Jolly’s apartment complex wrapped a large asphalt lot. The three buildings had no red-tiled roof or rounded eave; their Spanish style relied entirely on the stucco, painted a dirty yellow and punctuated by metal balconies whose railings reflected the sun in blinding shards like knife blades.
Who kills themselves in the summer? Someone who lives in Phoenix, Obi realized. If she’d lived at home his daughter would be alive. No one kills themselves during July in Toledo, Ohio. There’s January, February, March, and most of April for that. In July there is sun, and such a shame to waste it. But in the desert, no matter how many Targets and Costcos you build, how many fluorocarbons the air conditioners pump into the atmosphere, the biggest star remains a malevolence.
Star. Jolly had seemed like one, smart and beautiful, blond hair from somewhere in the family they couldn’t identify. Blue eyes from grandparents who hadn’t managed to give them to either him or Karen. Jolly majored in journalism at Ohio State, took a job in Columbus, then the promotion to Sun City. Being a newscaster wasn’t the same as acting, though Obi had feared it, too, would deliver an unnatural life, your face known by thousands whose names you never heard. So that was something else he had to do: find out whether things were going well at Jolly’s station.
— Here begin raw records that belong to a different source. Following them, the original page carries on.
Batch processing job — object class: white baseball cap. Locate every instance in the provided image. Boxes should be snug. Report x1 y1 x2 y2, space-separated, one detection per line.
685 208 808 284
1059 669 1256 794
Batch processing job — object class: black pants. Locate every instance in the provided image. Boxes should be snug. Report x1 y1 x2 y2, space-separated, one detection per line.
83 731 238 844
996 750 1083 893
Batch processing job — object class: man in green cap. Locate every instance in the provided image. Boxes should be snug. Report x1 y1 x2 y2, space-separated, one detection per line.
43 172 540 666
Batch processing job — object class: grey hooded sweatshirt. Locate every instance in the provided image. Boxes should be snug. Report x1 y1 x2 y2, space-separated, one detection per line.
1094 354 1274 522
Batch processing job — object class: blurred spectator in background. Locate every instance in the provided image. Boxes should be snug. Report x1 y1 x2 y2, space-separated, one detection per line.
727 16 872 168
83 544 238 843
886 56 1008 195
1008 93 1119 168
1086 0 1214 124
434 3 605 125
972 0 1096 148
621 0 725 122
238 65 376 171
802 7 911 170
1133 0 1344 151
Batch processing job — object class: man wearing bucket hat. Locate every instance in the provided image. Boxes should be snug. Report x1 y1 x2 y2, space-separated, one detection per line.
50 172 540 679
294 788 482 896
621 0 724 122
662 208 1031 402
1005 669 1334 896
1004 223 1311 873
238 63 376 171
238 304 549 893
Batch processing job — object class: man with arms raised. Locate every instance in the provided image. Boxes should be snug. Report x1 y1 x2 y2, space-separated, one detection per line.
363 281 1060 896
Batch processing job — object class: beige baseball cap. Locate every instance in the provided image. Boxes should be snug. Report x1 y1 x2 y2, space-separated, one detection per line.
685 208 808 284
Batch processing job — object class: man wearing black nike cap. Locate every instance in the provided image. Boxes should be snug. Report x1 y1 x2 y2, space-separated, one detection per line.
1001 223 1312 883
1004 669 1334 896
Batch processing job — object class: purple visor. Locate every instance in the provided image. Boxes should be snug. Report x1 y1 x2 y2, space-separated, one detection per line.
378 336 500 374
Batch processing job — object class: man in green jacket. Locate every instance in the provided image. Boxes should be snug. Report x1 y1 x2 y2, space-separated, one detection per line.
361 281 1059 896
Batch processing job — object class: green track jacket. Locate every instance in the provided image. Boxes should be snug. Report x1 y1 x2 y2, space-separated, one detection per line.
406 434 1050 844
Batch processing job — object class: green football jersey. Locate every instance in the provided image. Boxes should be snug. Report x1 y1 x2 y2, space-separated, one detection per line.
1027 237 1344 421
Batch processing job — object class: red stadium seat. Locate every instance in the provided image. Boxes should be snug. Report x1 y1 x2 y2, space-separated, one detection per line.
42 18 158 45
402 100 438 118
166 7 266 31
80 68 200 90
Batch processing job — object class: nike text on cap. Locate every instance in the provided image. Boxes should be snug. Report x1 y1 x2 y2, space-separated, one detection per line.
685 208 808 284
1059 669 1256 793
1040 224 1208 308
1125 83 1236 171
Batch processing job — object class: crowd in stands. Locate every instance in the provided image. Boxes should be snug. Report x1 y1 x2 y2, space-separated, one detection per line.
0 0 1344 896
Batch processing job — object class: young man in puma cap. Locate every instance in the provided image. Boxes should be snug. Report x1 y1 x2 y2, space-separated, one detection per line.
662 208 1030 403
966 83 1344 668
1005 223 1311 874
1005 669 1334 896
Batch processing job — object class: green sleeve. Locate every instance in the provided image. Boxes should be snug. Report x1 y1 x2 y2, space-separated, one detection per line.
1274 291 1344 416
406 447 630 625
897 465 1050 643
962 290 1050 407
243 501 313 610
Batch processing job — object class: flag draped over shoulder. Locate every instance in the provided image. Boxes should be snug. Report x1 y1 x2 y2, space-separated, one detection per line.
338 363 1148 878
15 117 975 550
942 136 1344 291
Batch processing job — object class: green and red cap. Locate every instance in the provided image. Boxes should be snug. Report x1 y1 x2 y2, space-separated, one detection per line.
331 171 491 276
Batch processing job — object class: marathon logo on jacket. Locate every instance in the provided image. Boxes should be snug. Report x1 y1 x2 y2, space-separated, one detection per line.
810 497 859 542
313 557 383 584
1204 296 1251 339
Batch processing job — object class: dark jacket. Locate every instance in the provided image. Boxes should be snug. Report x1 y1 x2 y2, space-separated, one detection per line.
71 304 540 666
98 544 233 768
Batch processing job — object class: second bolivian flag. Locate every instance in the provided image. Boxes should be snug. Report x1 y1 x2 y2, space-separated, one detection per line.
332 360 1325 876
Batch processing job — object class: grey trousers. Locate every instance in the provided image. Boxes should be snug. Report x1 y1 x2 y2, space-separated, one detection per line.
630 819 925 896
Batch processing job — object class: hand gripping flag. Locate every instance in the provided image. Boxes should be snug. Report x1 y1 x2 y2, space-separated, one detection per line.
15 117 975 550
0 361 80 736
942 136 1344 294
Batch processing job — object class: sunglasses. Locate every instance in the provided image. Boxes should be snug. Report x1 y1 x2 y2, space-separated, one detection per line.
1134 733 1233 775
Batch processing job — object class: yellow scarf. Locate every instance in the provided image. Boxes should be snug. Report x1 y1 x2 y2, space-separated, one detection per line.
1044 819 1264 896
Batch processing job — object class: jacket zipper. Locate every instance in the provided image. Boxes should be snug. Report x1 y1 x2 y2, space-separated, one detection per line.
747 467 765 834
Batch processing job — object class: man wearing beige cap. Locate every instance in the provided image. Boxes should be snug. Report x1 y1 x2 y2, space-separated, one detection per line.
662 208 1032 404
The other cause Obi planned to investigate was the boyfriend they’d never met, a first-generation Lebanese guy Jolly had been on and off with for a year. Obi and Karen considered Middle Eastern men sexist and authoritarian. They worried Jolly would get taken advantage of. Obi had been able to give only the guy’s first name — Sam — to the police, and realized as he did that even that was most likely just a nickname, some truncated, Americanized version of the truth. They tracked him down anyway, through a coworker at Jolly’s station. Sam claimed he hadn’t seen Jolly for over two months. A hundred witnesses and a paper trail put him in Sonoma at a wedding the day she died.